A 2-coloring of triangles is called *lively* $\Leftarrow:\Rightarrow$ there are no tetrahedra which have all four walls painted in the same color, i.e. when no tetrahedron has coloring of type $(4\ 0)$ or $(0\ 4)$. Integer $n\ge 5$ is called *lively* $\Leftarrow:\Rightarrow$ an (hence any) $n$-element set admits a lively 2-coloring.

**QUESTION:** Let $n\ge 5$ be an arbitrary lively integer. What is the minimal number $m:=m_{22}(n)$ for which there exists a 2-coloring of triangles in an $n$-element set such that no tetrahedron has all four walls of the same color, and there are exactly $m$ tetrahedra with $(2\ 2)$-coloring.

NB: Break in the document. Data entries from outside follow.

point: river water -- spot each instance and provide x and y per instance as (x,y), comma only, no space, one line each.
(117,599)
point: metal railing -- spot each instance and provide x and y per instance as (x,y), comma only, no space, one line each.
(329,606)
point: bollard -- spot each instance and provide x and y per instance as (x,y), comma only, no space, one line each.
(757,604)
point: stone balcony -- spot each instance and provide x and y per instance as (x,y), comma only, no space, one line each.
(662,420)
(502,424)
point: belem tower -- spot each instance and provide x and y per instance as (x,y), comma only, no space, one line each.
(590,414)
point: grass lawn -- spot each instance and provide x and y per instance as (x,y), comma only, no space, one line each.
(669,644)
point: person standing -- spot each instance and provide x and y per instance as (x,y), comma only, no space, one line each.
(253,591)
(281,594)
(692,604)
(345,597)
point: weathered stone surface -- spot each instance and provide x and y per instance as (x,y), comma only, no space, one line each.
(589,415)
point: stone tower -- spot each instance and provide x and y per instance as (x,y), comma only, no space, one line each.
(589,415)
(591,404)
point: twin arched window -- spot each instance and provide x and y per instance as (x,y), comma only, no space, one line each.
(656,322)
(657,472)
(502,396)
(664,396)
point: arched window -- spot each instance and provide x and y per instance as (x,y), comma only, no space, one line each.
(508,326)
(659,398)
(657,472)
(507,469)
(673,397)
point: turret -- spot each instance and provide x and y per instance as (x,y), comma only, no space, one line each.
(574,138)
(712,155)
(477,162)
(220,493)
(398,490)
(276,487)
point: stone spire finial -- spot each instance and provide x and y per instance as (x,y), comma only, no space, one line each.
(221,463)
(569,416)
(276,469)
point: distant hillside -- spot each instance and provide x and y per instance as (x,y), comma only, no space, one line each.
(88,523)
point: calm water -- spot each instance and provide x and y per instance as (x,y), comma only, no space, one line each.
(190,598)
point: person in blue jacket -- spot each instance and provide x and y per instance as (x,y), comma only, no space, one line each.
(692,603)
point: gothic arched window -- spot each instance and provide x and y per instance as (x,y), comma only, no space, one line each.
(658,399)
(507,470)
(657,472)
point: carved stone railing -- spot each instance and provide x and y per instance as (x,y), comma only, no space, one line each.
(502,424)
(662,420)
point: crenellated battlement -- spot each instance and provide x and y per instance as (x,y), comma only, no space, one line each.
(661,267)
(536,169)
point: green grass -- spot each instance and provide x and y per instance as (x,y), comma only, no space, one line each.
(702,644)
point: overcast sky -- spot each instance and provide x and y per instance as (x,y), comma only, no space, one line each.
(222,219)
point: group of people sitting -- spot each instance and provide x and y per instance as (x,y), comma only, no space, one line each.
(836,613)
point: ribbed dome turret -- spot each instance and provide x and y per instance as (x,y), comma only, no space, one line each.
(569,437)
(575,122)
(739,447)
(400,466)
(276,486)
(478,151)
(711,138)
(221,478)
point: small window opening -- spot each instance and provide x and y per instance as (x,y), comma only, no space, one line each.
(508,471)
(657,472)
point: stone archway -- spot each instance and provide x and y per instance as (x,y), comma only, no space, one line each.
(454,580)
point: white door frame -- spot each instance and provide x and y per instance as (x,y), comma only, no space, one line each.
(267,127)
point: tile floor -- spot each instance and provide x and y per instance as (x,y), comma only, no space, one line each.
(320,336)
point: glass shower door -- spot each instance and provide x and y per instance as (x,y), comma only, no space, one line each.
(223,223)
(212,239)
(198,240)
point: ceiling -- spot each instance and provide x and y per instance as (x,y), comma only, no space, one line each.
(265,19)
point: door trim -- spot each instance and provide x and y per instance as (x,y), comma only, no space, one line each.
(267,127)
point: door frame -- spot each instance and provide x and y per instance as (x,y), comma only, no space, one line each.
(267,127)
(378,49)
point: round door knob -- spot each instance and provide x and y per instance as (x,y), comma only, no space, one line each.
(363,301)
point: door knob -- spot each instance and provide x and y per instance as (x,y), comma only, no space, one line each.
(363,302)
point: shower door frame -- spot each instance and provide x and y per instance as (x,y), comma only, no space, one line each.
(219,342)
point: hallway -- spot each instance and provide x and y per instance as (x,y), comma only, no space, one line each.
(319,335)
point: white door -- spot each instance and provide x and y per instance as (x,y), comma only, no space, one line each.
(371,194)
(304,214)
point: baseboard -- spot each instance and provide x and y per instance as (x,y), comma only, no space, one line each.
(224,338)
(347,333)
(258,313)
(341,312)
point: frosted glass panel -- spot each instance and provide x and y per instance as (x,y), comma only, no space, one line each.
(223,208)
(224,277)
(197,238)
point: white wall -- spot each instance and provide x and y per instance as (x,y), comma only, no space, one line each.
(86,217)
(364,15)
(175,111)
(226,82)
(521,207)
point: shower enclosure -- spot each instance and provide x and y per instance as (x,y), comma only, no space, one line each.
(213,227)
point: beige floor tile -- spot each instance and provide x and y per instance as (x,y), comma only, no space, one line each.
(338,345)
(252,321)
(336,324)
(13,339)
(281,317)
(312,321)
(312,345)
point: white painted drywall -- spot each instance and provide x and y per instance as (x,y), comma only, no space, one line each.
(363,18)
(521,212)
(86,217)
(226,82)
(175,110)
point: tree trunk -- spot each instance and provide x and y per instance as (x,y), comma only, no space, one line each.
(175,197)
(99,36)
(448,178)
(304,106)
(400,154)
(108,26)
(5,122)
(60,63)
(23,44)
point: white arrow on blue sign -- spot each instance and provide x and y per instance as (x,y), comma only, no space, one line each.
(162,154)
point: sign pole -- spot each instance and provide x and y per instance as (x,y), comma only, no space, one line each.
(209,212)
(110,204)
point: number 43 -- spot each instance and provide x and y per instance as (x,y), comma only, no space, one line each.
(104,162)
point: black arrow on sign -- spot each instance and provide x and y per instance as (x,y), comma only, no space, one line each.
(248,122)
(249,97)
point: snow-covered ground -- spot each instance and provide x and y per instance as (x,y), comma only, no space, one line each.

**MOTIVATION:** I want to estimate anew $R(4\ 4; 3)$, from scratch, ignoring the fact that this Ramsey number is perfectly known--it was obtained after years of effort by some mathematicians and computer scientists assisted by computers. So far, my last partial result listed below helped me to obtain only $R(4\ 4; 3) \le 17$.

**A PARTIAL RESULT**:

- $m_{22}(5) = 1$
- $m_{22}(6) = 3$
- $m_{22}(n) \ge \lceil\frac 15\cdot\binom n4\rceil$ for every lively $n=5\ 6\ 7\ 8$
- $m_{22}(n) \ge \lceil\frac {13}{63}\cdot\binom n4\rceil$ for every lively $n=9\ 10\ 11\ \ldots$

**REMARK** Lively integers are simply integers in the range $5\ldots R(4\ 4;3)$--but I pretend that I have no a priori information about this Ramsey number. I am computing it from scratch.